The recent fire in Oakland consumed the lives of 36 people last week. It occurred during a late-night rave at the warehouse, which was also home to an “artist collective” commune nicknamed the Oakland Ghost Ship. The sprawling structure was a disaster waiting to happen, littered with flammable junk. Its manager, Derick Almena, had by many accounts not taken the necessary precautions to prevent the blaze.
In the wake of the tragedy, the official City of Oakland Twitter account has been releasing the identities of the victims. Normally, those on social media would take to simply commemorating the lives of those lost, but city officials are now receiving a barrage of anger for using the victims’ legal names rather than their preferred monikers, some of whom were transgender or identify as “genderqueer.”

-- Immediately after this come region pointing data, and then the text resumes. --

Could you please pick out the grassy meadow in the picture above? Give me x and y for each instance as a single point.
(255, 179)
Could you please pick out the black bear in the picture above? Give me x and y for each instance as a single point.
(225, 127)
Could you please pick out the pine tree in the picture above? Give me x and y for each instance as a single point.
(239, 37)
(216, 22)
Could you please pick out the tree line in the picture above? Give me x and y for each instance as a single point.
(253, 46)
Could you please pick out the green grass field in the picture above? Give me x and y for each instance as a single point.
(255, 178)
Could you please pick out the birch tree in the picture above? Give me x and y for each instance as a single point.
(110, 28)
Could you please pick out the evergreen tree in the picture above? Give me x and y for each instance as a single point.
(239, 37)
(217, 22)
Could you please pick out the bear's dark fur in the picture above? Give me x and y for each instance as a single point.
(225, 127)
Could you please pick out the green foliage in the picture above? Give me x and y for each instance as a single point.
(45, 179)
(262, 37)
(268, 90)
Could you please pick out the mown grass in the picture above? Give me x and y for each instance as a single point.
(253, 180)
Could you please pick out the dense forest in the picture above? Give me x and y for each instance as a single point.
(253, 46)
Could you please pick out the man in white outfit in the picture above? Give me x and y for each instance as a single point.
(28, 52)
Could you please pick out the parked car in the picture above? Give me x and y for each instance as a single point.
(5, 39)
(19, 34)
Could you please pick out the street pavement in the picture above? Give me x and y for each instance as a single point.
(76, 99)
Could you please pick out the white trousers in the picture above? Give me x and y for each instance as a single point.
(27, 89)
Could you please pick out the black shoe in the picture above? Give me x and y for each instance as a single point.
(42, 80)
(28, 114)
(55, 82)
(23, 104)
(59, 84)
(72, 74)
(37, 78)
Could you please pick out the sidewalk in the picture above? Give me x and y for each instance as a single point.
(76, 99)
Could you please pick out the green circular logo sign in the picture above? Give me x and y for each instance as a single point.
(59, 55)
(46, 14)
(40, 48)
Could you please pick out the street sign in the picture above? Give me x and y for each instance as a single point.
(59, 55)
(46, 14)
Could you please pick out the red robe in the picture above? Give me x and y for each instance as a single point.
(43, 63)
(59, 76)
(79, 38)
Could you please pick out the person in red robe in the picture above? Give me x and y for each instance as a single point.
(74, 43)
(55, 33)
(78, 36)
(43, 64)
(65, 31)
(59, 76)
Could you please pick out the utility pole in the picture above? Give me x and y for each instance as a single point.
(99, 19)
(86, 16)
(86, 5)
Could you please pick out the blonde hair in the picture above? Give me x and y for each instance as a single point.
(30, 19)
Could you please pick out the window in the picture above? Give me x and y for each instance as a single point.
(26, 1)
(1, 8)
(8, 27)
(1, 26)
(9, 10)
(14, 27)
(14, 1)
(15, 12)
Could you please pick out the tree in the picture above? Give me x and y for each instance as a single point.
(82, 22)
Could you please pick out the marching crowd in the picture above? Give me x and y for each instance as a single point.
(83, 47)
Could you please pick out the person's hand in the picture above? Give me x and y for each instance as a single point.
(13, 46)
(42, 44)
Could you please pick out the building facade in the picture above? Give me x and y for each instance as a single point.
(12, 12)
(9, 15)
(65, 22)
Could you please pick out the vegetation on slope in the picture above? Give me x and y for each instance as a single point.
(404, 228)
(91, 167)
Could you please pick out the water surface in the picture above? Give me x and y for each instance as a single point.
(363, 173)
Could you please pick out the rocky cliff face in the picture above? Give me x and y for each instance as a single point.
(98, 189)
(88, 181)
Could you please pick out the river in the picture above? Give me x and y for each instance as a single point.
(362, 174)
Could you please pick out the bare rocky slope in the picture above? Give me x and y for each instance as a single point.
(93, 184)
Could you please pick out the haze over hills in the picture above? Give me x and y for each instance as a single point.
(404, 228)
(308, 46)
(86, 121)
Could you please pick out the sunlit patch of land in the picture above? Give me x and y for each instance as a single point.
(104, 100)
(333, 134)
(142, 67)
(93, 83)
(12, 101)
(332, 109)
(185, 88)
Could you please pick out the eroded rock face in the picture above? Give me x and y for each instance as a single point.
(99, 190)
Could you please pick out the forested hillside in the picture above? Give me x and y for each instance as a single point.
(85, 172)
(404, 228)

GLAAD released a statement regarding the issue, urging officials to refer to the victims by their preferred pronouns and chosen names during the time of their death. “If how the person identified is not known, use the pronoun consistent with how the person lived publicly,” it begins. “All transgender people should be treated as though they have changed their name legally to their chosen name.”
However, it adds that “many transgender people are only able to live as their authentic gender some of the time. In these cases, you should still listen to the friends who did know about the victim’s trans identity and respect the way a victim identified at the time of the incident.”
Eliza Wicks-Frank, a partner of one of the victims, is upset at city officials for not using the preferred name of a transgender woman named Feral Pines. Speaking to the San Francisco Chronicle, Wicks-Frank, who uses gender-neutral pronouns, described their act of “deadnaming” as “alien” and “infuriating.”
In the parlance of the scene, “deadnaming” is the practice of referring to someone by their legal name rather than what they choose to go by.
“The impact that this lack of dignity and awareness has on the community of trans people who are alive right now is it tells them that their fight is irrelevant, that they’re going to be disrespected regardless of how they fight to live their lives,” Wicks-Frank said.
Another friend of the victims, Scout Wolfcave, told The Guardian that she was upset with the authorities and the media for using incorrect pronouns in their reports.
Many of the victims, who had not updated their legal documentation to reflect their chosen names and pronouns, were referenced by the authorities in the only way that made it possible to identify them.